Muster: Eine versteckte Hilfssäule steuert die sichtbare Ausgabe.

Speichern Sie einen numerischen Statuswert (1, 0 oder -1) in einer Hilfssäule, die mit „;;[Farbe2];;“ formatiert ist. Dadurch wird der Wert unsichtbar. Wenden Sie die bedingte Formatierung auf die sichtbaren Spalten an, indem Sie die Formel =$H2=1 verwenden (wobei H die Hilfssäule ist), um die Hintergrundfarbe festzulegen. Der Statuswert bestimmt sowohl die Hintergrundfarbe als auch – sofern in derselben Spalte verwendet – die Symbolanzeige.
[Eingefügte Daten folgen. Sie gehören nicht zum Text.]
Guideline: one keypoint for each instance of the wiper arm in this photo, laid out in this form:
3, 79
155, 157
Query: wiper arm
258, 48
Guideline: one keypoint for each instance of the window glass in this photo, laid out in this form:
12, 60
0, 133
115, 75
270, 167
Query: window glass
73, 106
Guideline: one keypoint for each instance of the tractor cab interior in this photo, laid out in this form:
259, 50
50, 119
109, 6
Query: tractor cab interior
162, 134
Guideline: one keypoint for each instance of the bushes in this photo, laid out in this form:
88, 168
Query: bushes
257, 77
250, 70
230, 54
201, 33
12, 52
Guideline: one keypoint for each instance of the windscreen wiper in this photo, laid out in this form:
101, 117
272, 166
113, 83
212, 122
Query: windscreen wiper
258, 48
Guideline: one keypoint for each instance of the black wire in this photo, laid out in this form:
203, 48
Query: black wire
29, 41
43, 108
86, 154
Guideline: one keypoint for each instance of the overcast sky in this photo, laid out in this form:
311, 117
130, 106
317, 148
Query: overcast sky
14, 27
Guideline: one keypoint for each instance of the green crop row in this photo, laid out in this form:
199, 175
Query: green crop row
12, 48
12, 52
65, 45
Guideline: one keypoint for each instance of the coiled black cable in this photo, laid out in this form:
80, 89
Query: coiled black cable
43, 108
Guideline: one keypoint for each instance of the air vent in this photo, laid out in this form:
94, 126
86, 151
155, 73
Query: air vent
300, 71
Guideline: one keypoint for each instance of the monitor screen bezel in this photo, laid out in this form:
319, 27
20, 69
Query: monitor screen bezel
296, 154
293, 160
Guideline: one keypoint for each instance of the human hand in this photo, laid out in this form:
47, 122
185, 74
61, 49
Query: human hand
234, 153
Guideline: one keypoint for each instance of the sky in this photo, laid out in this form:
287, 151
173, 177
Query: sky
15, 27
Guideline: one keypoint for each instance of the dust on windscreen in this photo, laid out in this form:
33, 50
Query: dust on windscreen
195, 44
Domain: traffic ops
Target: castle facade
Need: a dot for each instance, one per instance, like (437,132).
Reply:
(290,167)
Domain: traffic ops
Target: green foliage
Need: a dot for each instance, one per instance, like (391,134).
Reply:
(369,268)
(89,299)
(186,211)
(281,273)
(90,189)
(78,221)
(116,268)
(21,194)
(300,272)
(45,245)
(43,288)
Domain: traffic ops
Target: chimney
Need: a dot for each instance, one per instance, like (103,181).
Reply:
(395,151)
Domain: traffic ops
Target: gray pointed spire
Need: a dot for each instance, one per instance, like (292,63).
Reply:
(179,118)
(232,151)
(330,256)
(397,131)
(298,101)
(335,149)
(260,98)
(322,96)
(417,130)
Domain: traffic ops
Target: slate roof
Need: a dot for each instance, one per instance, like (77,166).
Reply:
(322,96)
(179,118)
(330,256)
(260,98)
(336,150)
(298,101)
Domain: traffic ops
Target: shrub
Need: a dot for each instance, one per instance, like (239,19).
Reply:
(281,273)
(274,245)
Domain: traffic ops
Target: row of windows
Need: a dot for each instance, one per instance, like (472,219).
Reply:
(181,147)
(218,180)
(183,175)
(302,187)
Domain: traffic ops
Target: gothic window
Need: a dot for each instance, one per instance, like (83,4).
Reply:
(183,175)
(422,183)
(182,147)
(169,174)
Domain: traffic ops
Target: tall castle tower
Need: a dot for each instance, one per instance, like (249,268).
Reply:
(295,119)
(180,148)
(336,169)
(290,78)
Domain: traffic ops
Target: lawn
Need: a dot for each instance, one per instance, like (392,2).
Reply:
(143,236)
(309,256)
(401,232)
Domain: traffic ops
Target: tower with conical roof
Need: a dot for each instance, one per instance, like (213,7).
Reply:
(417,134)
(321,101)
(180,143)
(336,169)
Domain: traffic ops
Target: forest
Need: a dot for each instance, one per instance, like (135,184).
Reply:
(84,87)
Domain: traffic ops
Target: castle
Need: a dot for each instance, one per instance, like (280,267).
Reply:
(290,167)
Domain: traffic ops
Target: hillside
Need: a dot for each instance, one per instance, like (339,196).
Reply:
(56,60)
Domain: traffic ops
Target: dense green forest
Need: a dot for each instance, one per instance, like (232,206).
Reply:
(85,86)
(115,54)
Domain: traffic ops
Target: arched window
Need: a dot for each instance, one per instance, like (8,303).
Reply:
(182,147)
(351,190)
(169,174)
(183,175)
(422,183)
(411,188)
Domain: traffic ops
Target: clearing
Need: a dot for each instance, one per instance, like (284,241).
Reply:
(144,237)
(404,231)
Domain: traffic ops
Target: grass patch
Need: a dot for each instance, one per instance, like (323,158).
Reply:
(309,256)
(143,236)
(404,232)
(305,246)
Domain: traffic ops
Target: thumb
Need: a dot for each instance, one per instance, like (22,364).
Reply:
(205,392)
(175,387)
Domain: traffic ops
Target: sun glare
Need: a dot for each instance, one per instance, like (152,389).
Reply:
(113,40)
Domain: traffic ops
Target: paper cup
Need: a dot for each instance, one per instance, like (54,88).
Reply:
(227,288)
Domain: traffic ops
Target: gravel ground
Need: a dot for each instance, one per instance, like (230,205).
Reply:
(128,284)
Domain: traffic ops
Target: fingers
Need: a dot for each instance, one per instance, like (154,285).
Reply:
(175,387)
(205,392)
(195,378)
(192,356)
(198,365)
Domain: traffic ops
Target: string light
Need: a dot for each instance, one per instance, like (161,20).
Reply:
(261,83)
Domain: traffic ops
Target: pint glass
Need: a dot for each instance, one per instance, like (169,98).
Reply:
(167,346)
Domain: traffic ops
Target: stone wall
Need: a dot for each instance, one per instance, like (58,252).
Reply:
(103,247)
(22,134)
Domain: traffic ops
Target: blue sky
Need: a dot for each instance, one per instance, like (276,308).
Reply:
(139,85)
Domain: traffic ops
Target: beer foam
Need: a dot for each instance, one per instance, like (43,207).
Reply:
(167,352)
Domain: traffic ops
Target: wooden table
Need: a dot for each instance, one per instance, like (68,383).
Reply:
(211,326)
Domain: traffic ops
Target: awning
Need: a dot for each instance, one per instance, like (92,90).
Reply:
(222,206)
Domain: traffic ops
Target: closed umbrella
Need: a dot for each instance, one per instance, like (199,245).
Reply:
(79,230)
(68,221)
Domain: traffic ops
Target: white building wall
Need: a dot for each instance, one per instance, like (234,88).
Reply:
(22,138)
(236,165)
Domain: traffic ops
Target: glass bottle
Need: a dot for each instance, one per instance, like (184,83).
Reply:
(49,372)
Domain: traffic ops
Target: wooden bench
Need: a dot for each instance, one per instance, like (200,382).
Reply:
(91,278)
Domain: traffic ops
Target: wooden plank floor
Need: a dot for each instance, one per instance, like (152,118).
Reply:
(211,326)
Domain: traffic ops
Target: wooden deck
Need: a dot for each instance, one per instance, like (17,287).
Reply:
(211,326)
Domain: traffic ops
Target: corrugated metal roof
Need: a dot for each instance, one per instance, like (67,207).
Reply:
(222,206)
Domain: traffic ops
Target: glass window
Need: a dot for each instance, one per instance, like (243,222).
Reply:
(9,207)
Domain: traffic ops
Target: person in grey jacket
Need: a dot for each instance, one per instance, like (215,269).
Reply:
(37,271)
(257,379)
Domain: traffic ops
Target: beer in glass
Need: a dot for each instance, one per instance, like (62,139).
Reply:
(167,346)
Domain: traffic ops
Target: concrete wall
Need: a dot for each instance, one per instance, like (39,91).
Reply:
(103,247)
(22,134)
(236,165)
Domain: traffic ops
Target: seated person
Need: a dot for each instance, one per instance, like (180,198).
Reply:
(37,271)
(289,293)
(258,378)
Muster: Symbolsatz und benutzerdefiniertes Format in benachbarten Spalten.

Wenden Sie eine Symbolsatzregel auf eine schmale Spalte (30 Pixel breit, mit der Option „Nur Symbol anzeigen“ ausgewählt) an, die unmittelbar links neben einer Wertespalte positioniert ist. In der Symbolsäule wird nur die Ampel oder der Pfeil angezeigt. Die Wertespalte zeigt die Zahl mit ihrem eigenen benutzerdefinierten Format an. Die beiden Spalten werden als eine Einheit gelesen.

Übersicht

Werkzeug Was es steuert Wann es verwendet wird
Bedingte Formatierung — hervorheben Hintergrund- und Textfarbe der Zelle Werte oberhalb/unterhalb des Schwellenwerts
Bedingte Formatierung — Symbolsatz In der Zelle angezeigtes Symbol Status der Kategorien drei/vier/fünf
Bedingte Formatierung — Formel Jedes Format, jeder Zustand Zeilenhervorhebung, spaltenübergreifende Logik
Benutzerdefiniertes Format — Farbcode Textfarbe des Wertes Positiv/negativ/Null Unterscheidung
Benutzerdefiniertes Format — Unicode-Symbol Angezeigtes Zeichen mit Wert Richtung, Status, Stimmung
Benutzerdefiniertes Format — Textabschnitte Nummer durch Text ersetzen Statusbezeichnungen, Einheitenbezeichnungen

In Kombination ermöglichen diese Tools die Erstellung von Berichten und Dashboards, bei denen die visuelle Darstellung direkt in die Daten integriert ist. Es ist nicht erforderlich, Diagramme zu platzieren, sie bei Änderungen des Datenbereichs anzupassen oder Lesern, die die zugrunde liegenden Zahlen einsehen möchten, die Diagramme zu erklären.

Lesen Sie auch: Datenbalken, Farbskalen und Sparklines, Datenvisualisierung in Excel ohne herkömmliche Diagramme für die ergänzenden Werkzeuge, die das Visualisierungs-Toolkit vervollständigen.